We understand enough about neural science now to know greater cognitive development takes place when we stimulate the sense of touch. You can see where this is going…

Playing with earthy, gritty, smelly and gooey substances which vary in temperature and texture is an absolute must to get children's sense of touch switched on. Not only that but their imagination can run free, something no board game can offer! Moving on though, the immense pleasure brought about when making fairy tea or a gingerbread mud muffin is not as straight forward as we first surmise. Mixing, stirring and pouring demands successful hand eye coordination which also happens to stimulate the neural pathways in turn provoking a heightened development of fine and gross motor

skills. Hand eye coordination develops the pincer grip; this we know will be greatly relied upon in Primary School.

In a muddy kitchen children get to grips with cause and effect too, this accelerates their critical thinking development. Without critical thinking skills children are more passive and are less likely to be problem solvers. Our world needs problem solvers.

On to my very favourite topic: Science (Knowledge & Understanding of the World as they currently call it). Science forms the bedrock of awe and wonder. Playing with soil, herbs, water and other natural ingredients generates natural experimentation and discovery opportunities, ‘the leaf is floating, the stone is sinking, my mud has gone thicker, it’s colder, where did my sand go, yew it smells different now etc.’. 

Physical Development which is absolutely essential for overall wellbeing comes next. Physical Development in a mud kitchen, really? Oh, yes really. All of that bending, carrying, holding, kneeling, lifting, mixing, pinching, pouring, scooping, squeezing, standing and squatting adds to the essential development of motor skills both large and small. I feel quite exhausted reading the list!

Rounding up then, the simple messy mud kitchen is a winner when developing many skills for life and covering the Prime Areas of learning in Early Years education and to be honest, the messier the better, that’s why we like them outdoors. 

Providing children have adequate clothing there is no reason why they shouldn’t be outdoors experiencing all the riches which only the changing seasons can readily offer. When Margaret McMillan coined the phrase, ‘the best classroom and richest closet is roofed only by the sky’, she really did encapsulate something very wonderful which we hope will continue to echo down through the ages.
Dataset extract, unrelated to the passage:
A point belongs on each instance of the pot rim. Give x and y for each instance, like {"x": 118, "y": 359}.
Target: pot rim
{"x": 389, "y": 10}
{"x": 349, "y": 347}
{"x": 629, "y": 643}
So be encouraged grown-ups, the next time you wonder about letting little ones get dirty in a mud kitchen, don’t wonder just get them the right clothing let them do it. Clothes and children all wash but the development and experience linger long into childhood. I read a quote recently which said, I’ve never seen a child so covered in dirt that they couldn’t come up clean again! LOVE it.

 

Evergreen Outdoor is a cottage industry, rooted in education, early years, carpentry and building. Jools was a Primary Headteacher (now retired) and an Early Years Specialist as well as an Outdoor Education consultant for Home Schools, Nursery and Primary settings. Throughout her career Jools has designed and built many outstanding early years outdoor environments and worked alongside many people to enable the smallest of outdoor spaces to reach their highest educational potential. Her passion and mantra is to see every child outdoors for longer.